Industrial space in the park leases from 17 cents to 40 cents per square foot and Stuart said agreements are negotiated aggressively, adding, “We don’t lose deals based on price.”

Additionally, the park has onsite management and its own maintenance staff, another draw for perspective tenants.

Tenant mix is changing

A recent survey found that the park’s business base is more diverse than in the past.

Initially, the vast majority of the companies were manufacturers. Today, only 60 percent of the companies leasing space are manufacturing-based. Another 30 percent are distributors and 10 percent are retail and other service-oriented businesses, Stuart said.

Horizon Furniture Inc., owned by brothers Paul and Doug Johnson, is among a small group of retailers operating in the park.

The company no longer manufactures the furniture it sells and, instead, offers discount shopping in a no-frills warehouse setting. Last year the company sold about $5 million worth of furniture.

Paul Johnson said Horizon switched locations within the park once and then was able to expand within its existing building.”We started out here in the summer of ‘96. We basically had about 2,000 square feet and now we have 60,000 square feet,” Johnson said, adding that locating in the park helps Horizon maintain its discount pricing.

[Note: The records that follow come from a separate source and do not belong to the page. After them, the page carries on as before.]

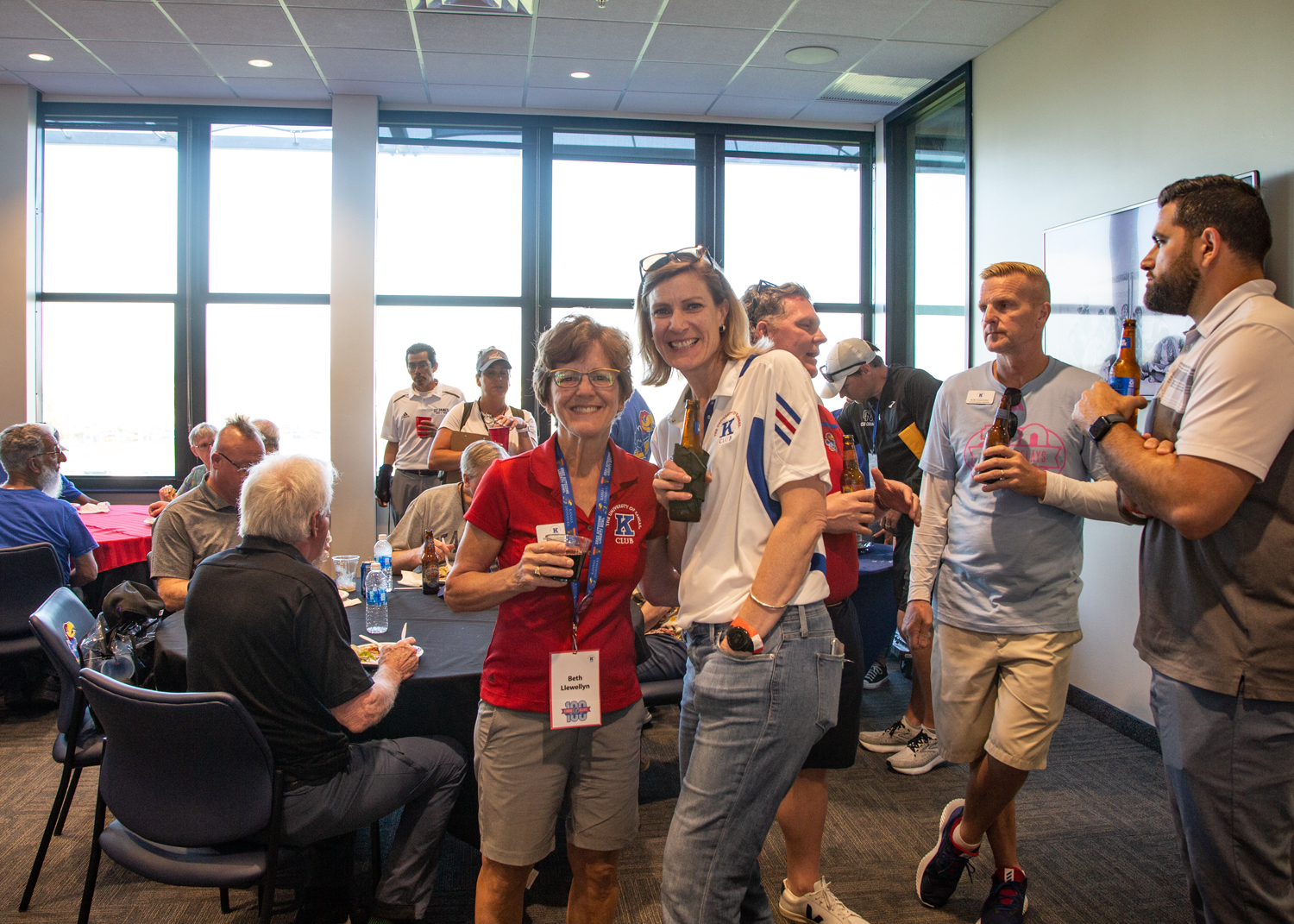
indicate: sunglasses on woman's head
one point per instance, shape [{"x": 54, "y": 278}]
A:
[{"x": 685, "y": 255}]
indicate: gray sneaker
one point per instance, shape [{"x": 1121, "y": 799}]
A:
[
  {"x": 889, "y": 740},
  {"x": 921, "y": 755}
]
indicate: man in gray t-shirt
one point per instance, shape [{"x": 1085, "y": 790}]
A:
[{"x": 1001, "y": 546}]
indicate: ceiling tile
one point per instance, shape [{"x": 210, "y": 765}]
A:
[
  {"x": 266, "y": 88},
  {"x": 362, "y": 64},
  {"x": 492, "y": 97},
  {"x": 703, "y": 43},
  {"x": 862, "y": 18},
  {"x": 476, "y": 34},
  {"x": 916, "y": 59},
  {"x": 781, "y": 83},
  {"x": 774, "y": 52},
  {"x": 619, "y": 10},
  {"x": 183, "y": 87},
  {"x": 761, "y": 15},
  {"x": 543, "y": 97},
  {"x": 602, "y": 74},
  {"x": 67, "y": 56},
  {"x": 91, "y": 85},
  {"x": 386, "y": 91},
  {"x": 289, "y": 62},
  {"x": 755, "y": 108},
  {"x": 228, "y": 25},
  {"x": 967, "y": 22},
  {"x": 354, "y": 28},
  {"x": 670, "y": 104},
  {"x": 657, "y": 77},
  {"x": 114, "y": 20},
  {"x": 848, "y": 113},
  {"x": 572, "y": 38},
  {"x": 481, "y": 70},
  {"x": 22, "y": 22}
]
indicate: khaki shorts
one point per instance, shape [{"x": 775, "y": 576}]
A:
[
  {"x": 525, "y": 770},
  {"x": 999, "y": 694}
]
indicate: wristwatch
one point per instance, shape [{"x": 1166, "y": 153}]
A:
[
  {"x": 743, "y": 637},
  {"x": 1102, "y": 424}
]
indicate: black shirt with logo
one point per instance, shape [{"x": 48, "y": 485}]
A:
[{"x": 271, "y": 629}]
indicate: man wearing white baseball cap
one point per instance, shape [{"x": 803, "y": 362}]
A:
[{"x": 889, "y": 417}]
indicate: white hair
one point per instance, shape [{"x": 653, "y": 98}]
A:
[
  {"x": 481, "y": 456},
  {"x": 282, "y": 493}
]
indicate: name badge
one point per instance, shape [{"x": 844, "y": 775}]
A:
[
  {"x": 575, "y": 695},
  {"x": 548, "y": 531}
]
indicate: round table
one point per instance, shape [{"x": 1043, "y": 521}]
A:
[{"x": 439, "y": 699}]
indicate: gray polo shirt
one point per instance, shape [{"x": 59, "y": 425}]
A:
[
  {"x": 1219, "y": 611},
  {"x": 192, "y": 527}
]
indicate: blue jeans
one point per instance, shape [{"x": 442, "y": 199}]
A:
[
  {"x": 744, "y": 730},
  {"x": 1229, "y": 764}
]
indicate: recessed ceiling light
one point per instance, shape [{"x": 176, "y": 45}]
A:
[{"x": 812, "y": 54}]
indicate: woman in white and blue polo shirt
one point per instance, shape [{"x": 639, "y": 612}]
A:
[{"x": 763, "y": 667}]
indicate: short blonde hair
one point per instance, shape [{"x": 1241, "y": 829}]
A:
[
  {"x": 1035, "y": 276},
  {"x": 735, "y": 338}
]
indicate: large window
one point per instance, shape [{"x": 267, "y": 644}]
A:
[
  {"x": 197, "y": 242},
  {"x": 928, "y": 242}
]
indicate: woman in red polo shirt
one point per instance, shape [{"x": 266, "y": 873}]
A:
[{"x": 562, "y": 651}]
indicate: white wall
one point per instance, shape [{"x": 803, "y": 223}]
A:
[{"x": 1096, "y": 105}]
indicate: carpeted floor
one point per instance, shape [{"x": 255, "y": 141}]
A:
[{"x": 1096, "y": 839}]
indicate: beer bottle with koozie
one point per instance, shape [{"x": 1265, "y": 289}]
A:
[
  {"x": 1126, "y": 372},
  {"x": 851, "y": 476},
  {"x": 691, "y": 458}
]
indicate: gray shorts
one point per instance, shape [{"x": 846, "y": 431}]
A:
[{"x": 525, "y": 770}]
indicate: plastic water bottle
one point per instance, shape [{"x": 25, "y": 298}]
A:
[
  {"x": 382, "y": 556},
  {"x": 374, "y": 602}
]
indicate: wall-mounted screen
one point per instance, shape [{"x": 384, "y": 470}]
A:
[{"x": 1096, "y": 279}]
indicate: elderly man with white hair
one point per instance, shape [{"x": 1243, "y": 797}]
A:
[{"x": 267, "y": 626}]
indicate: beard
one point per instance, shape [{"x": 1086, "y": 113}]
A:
[{"x": 1172, "y": 292}]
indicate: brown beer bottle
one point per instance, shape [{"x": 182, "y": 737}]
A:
[
  {"x": 691, "y": 458},
  {"x": 1126, "y": 373},
  {"x": 851, "y": 478},
  {"x": 430, "y": 566}
]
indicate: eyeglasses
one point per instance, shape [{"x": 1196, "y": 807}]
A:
[
  {"x": 686, "y": 255},
  {"x": 598, "y": 378},
  {"x": 243, "y": 468}
]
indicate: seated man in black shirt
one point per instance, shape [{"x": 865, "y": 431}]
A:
[{"x": 266, "y": 625}]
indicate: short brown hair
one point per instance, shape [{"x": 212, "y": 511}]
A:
[
  {"x": 1223, "y": 202},
  {"x": 735, "y": 339},
  {"x": 1029, "y": 271},
  {"x": 567, "y": 341}
]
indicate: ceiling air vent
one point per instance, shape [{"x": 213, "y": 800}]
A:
[
  {"x": 487, "y": 7},
  {"x": 872, "y": 88}
]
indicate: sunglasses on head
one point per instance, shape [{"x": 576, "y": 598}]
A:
[{"x": 686, "y": 255}]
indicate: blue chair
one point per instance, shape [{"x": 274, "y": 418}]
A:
[
  {"x": 193, "y": 789},
  {"x": 78, "y": 743},
  {"x": 28, "y": 574}
]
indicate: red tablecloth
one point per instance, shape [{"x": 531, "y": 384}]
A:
[{"x": 123, "y": 535}]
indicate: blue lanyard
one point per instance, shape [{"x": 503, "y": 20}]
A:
[{"x": 600, "y": 530}]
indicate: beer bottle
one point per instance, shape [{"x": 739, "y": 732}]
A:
[
  {"x": 851, "y": 478},
  {"x": 430, "y": 564},
  {"x": 691, "y": 458},
  {"x": 1126, "y": 373}
]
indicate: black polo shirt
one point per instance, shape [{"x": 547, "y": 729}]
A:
[
  {"x": 903, "y": 409},
  {"x": 271, "y": 629}
]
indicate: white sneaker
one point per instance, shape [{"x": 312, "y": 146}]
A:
[
  {"x": 889, "y": 740},
  {"x": 921, "y": 755},
  {"x": 820, "y": 906}
]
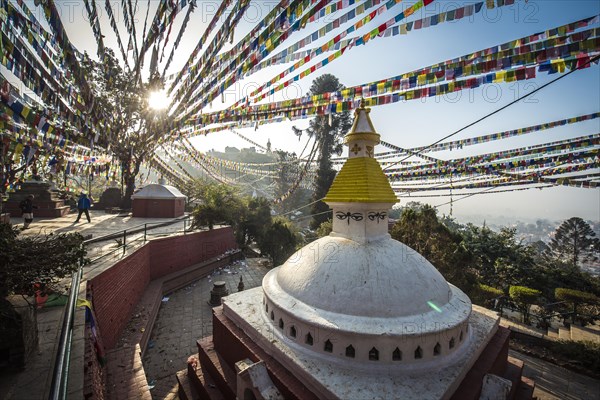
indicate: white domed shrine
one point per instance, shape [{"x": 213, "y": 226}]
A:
[
  {"x": 356, "y": 314},
  {"x": 369, "y": 297}
]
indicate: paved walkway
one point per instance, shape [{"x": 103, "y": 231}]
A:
[
  {"x": 33, "y": 382},
  {"x": 184, "y": 317},
  {"x": 556, "y": 383}
]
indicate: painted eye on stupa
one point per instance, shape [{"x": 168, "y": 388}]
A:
[
  {"x": 379, "y": 216},
  {"x": 348, "y": 215}
]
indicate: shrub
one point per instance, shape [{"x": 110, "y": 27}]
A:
[
  {"x": 484, "y": 294},
  {"x": 575, "y": 296},
  {"x": 578, "y": 298},
  {"x": 524, "y": 297}
]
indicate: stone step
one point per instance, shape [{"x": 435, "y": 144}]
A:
[
  {"x": 493, "y": 360},
  {"x": 211, "y": 363},
  {"x": 234, "y": 345},
  {"x": 525, "y": 389},
  {"x": 553, "y": 333},
  {"x": 514, "y": 372},
  {"x": 202, "y": 384},
  {"x": 44, "y": 209},
  {"x": 185, "y": 391},
  {"x": 564, "y": 333}
]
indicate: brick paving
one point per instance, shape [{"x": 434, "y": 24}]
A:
[
  {"x": 186, "y": 317},
  {"x": 556, "y": 383}
]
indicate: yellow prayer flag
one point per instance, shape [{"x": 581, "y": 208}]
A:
[{"x": 500, "y": 76}]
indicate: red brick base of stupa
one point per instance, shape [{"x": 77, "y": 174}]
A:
[{"x": 215, "y": 377}]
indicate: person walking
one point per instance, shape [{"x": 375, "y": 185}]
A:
[
  {"x": 27, "y": 207},
  {"x": 83, "y": 206}
]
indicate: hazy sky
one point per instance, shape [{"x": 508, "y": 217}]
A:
[{"x": 418, "y": 122}]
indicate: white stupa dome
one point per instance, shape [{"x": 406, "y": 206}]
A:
[{"x": 358, "y": 295}]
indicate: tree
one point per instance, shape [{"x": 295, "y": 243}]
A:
[
  {"x": 280, "y": 240},
  {"x": 577, "y": 298},
  {"x": 218, "y": 204},
  {"x": 500, "y": 258},
  {"x": 287, "y": 174},
  {"x": 26, "y": 264},
  {"x": 523, "y": 298},
  {"x": 574, "y": 241},
  {"x": 44, "y": 260},
  {"x": 420, "y": 229},
  {"x": 325, "y": 228},
  {"x": 327, "y": 131},
  {"x": 133, "y": 128},
  {"x": 485, "y": 295},
  {"x": 257, "y": 220}
]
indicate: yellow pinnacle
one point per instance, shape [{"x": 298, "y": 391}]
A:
[{"x": 361, "y": 179}]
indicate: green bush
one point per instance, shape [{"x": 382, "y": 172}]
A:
[
  {"x": 484, "y": 294},
  {"x": 587, "y": 354},
  {"x": 575, "y": 296},
  {"x": 524, "y": 295},
  {"x": 523, "y": 298},
  {"x": 579, "y": 313}
]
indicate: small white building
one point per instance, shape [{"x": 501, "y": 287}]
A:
[{"x": 158, "y": 201}]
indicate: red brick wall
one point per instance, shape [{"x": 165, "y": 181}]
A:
[
  {"x": 172, "y": 254},
  {"x": 158, "y": 208},
  {"x": 116, "y": 291}
]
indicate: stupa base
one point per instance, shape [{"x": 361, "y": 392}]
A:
[{"x": 240, "y": 332}]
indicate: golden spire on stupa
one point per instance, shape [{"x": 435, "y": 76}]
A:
[{"x": 361, "y": 179}]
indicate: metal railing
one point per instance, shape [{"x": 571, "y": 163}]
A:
[{"x": 59, "y": 381}]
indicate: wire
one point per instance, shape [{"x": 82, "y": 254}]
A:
[
  {"x": 300, "y": 208},
  {"x": 312, "y": 215},
  {"x": 497, "y": 111}
]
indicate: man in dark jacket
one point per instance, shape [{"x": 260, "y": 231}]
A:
[
  {"x": 27, "y": 207},
  {"x": 83, "y": 206}
]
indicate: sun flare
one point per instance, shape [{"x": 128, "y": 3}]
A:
[{"x": 158, "y": 100}]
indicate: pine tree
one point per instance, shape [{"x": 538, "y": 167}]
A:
[
  {"x": 575, "y": 242},
  {"x": 327, "y": 131}
]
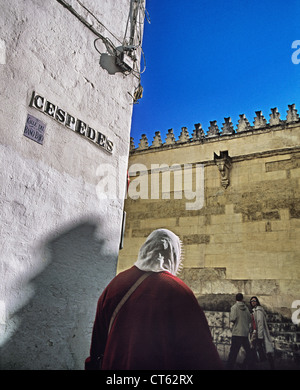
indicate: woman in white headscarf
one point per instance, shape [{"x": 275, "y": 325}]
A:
[{"x": 160, "y": 324}]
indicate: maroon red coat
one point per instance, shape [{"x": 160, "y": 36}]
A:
[{"x": 161, "y": 326}]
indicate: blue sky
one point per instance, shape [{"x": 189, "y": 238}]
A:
[{"x": 206, "y": 60}]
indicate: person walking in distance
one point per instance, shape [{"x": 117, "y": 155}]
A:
[
  {"x": 241, "y": 319},
  {"x": 261, "y": 338}
]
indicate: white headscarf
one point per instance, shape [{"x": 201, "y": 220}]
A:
[{"x": 160, "y": 252}]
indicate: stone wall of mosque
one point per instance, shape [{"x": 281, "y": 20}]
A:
[{"x": 233, "y": 197}]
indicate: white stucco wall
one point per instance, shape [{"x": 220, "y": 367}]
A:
[{"x": 59, "y": 239}]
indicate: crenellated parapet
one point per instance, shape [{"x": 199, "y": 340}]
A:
[{"x": 214, "y": 132}]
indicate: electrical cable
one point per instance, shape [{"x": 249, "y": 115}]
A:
[
  {"x": 91, "y": 13},
  {"x": 110, "y": 47}
]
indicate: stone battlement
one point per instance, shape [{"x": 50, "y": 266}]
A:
[{"x": 214, "y": 133}]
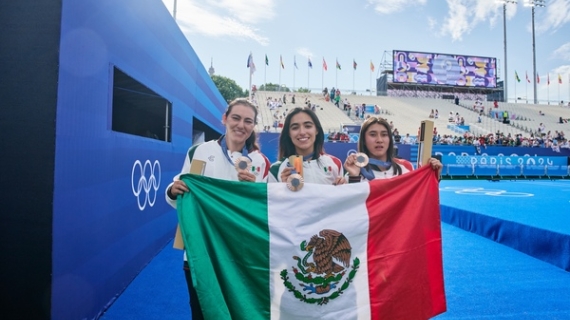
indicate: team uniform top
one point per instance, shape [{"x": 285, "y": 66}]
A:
[
  {"x": 388, "y": 174},
  {"x": 218, "y": 166},
  {"x": 323, "y": 170}
]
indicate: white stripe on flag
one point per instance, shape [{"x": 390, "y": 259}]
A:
[{"x": 291, "y": 223}]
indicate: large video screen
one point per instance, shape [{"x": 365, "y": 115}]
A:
[{"x": 444, "y": 69}]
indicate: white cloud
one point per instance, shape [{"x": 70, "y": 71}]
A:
[
  {"x": 456, "y": 24},
  {"x": 562, "y": 70},
  {"x": 563, "y": 52},
  {"x": 224, "y": 18},
  {"x": 248, "y": 11},
  {"x": 464, "y": 15},
  {"x": 304, "y": 52},
  {"x": 557, "y": 14},
  {"x": 391, "y": 6},
  {"x": 432, "y": 23}
]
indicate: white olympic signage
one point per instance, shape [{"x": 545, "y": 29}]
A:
[
  {"x": 146, "y": 188},
  {"x": 486, "y": 192}
]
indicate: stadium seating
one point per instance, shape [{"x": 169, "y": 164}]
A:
[{"x": 467, "y": 171}]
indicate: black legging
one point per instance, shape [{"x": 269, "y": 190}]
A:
[{"x": 194, "y": 302}]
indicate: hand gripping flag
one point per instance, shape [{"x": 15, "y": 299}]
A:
[{"x": 370, "y": 250}]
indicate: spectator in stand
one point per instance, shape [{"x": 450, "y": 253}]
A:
[
  {"x": 337, "y": 100},
  {"x": 397, "y": 136}
]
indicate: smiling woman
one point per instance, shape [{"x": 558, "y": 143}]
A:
[
  {"x": 303, "y": 135},
  {"x": 221, "y": 156}
]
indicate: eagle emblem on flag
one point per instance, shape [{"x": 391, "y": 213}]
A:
[{"x": 325, "y": 270}]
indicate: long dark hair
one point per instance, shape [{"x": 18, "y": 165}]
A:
[
  {"x": 251, "y": 142},
  {"x": 286, "y": 146},
  {"x": 390, "y": 154}
]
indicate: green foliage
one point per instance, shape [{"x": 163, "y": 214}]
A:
[{"x": 229, "y": 89}]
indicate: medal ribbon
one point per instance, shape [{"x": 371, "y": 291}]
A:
[
  {"x": 367, "y": 173},
  {"x": 224, "y": 146},
  {"x": 305, "y": 158}
]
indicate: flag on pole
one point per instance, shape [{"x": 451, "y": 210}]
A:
[
  {"x": 250, "y": 64},
  {"x": 362, "y": 252}
]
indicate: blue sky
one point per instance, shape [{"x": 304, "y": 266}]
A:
[{"x": 364, "y": 30}]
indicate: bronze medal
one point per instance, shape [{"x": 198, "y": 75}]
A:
[
  {"x": 295, "y": 182},
  {"x": 243, "y": 164},
  {"x": 361, "y": 160}
]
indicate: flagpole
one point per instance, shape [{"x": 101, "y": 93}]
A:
[
  {"x": 308, "y": 77},
  {"x": 370, "y": 81},
  {"x": 353, "y": 70},
  {"x": 322, "y": 77},
  {"x": 250, "y": 75},
  {"x": 526, "y": 89},
  {"x": 294, "y": 67},
  {"x": 336, "y": 75}
]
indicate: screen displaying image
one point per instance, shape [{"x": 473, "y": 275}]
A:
[{"x": 444, "y": 69}]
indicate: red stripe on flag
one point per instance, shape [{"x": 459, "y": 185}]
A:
[{"x": 405, "y": 269}]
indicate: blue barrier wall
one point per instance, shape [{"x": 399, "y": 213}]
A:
[{"x": 106, "y": 225}]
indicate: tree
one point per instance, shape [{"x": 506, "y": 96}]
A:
[
  {"x": 229, "y": 89},
  {"x": 273, "y": 87}
]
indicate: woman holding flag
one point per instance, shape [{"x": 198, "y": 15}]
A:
[
  {"x": 303, "y": 135},
  {"x": 223, "y": 158},
  {"x": 376, "y": 142}
]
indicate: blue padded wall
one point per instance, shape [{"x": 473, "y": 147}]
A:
[{"x": 103, "y": 234}]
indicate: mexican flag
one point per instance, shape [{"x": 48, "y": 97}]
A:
[{"x": 369, "y": 250}]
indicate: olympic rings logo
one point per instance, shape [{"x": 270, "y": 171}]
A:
[
  {"x": 486, "y": 192},
  {"x": 146, "y": 188}
]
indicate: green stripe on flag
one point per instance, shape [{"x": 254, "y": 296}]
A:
[{"x": 230, "y": 271}]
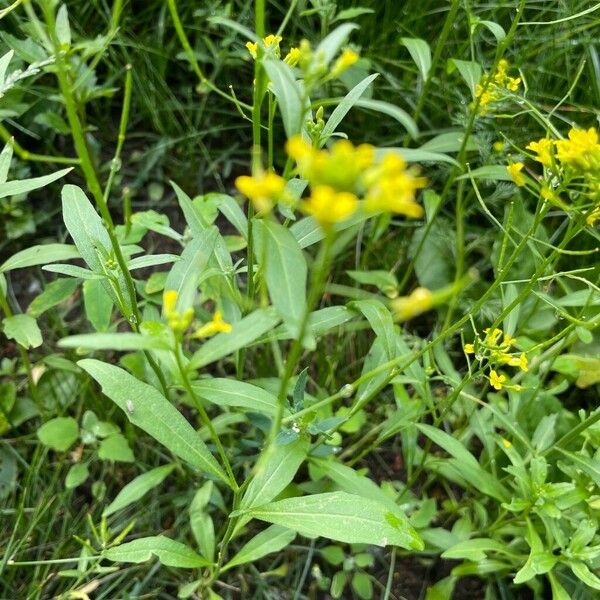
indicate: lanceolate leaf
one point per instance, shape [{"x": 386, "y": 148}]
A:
[
  {"x": 285, "y": 271},
  {"x": 169, "y": 552},
  {"x": 272, "y": 539},
  {"x": 147, "y": 408},
  {"x": 40, "y": 255},
  {"x": 244, "y": 332},
  {"x": 342, "y": 517},
  {"x": 137, "y": 488},
  {"x": 228, "y": 392}
]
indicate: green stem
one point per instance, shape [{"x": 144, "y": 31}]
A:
[
  {"x": 191, "y": 56},
  {"x": 77, "y": 132},
  {"x": 5, "y": 306},
  {"x": 204, "y": 417},
  {"x": 26, "y": 155},
  {"x": 316, "y": 288}
]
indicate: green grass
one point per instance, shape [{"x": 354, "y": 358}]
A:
[{"x": 201, "y": 141}]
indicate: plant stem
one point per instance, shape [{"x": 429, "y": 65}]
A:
[
  {"x": 77, "y": 132},
  {"x": 205, "y": 418}
]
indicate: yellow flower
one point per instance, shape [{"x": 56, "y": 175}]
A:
[
  {"x": 392, "y": 188},
  {"x": 593, "y": 217},
  {"x": 264, "y": 189},
  {"x": 519, "y": 361},
  {"x": 217, "y": 325},
  {"x": 492, "y": 336},
  {"x": 581, "y": 150},
  {"x": 252, "y": 48},
  {"x": 177, "y": 322},
  {"x": 514, "y": 170},
  {"x": 513, "y": 83},
  {"x": 508, "y": 341},
  {"x": 271, "y": 41},
  {"x": 543, "y": 149},
  {"x": 328, "y": 206},
  {"x": 340, "y": 168},
  {"x": 346, "y": 59},
  {"x": 497, "y": 380},
  {"x": 292, "y": 57},
  {"x": 169, "y": 302},
  {"x": 418, "y": 302}
]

“Our overhead is very low here,” Johnson said. “If we were to put this building on Sprague or Division, we’d be paying considerably more for space.”

Other less-traditional companies that have settled into the former manufacturing hub include coffee and wine distributors, a wholesaler of clothing and products made from hemp, high-tech start-ups and Merlin Motors Inc., a company that makes a three-wheeled motorcycle that looks like a roadster.

Customers are sticking around. Stuart said the park boasts a retention rate of about 89 percent for this decade.

Spokane Industries Inc., a steel foundry, leases 280,000 square feet of space there and has been at the park for about 50 years. Inland Empire Distribution Systems started with 10,000 square feet in 1983 and now leases 320,000 square feet of space.

When businesses do leave, Stuart said, it’s often to purchase or build their own facility.

Huntwood Industries, for example, recently built a state-of-the-art manufacturing facility in Liberty Lake. While the company vacated 240,000 square foot of space in the industrial park, about a third of its former space already has been filled, Stuart said.

Other tenants are expanding. Diversified Marine Products recently added 8,000 square feet to the space it leases for its wholesale business, for a total of 21,000 square feet of space. The California-based company supplies retailers with water-sport toys, such as tubes and wakeboards, and fish finders and other gadgets.

Manager Mike Kenney said company representatives looked at multiple commercial locations but chose the Spokane Business and Industrial Park because it offered easy access to Interstate 90 for trucking shipments to its 50 to 70 customers in Eastern Washington and North Idaho.

In addition to lease rates Diversified Marine Products can live with, Kenney said the park’s management is customer service-oriented, adding, “They’re just a good company to work with.”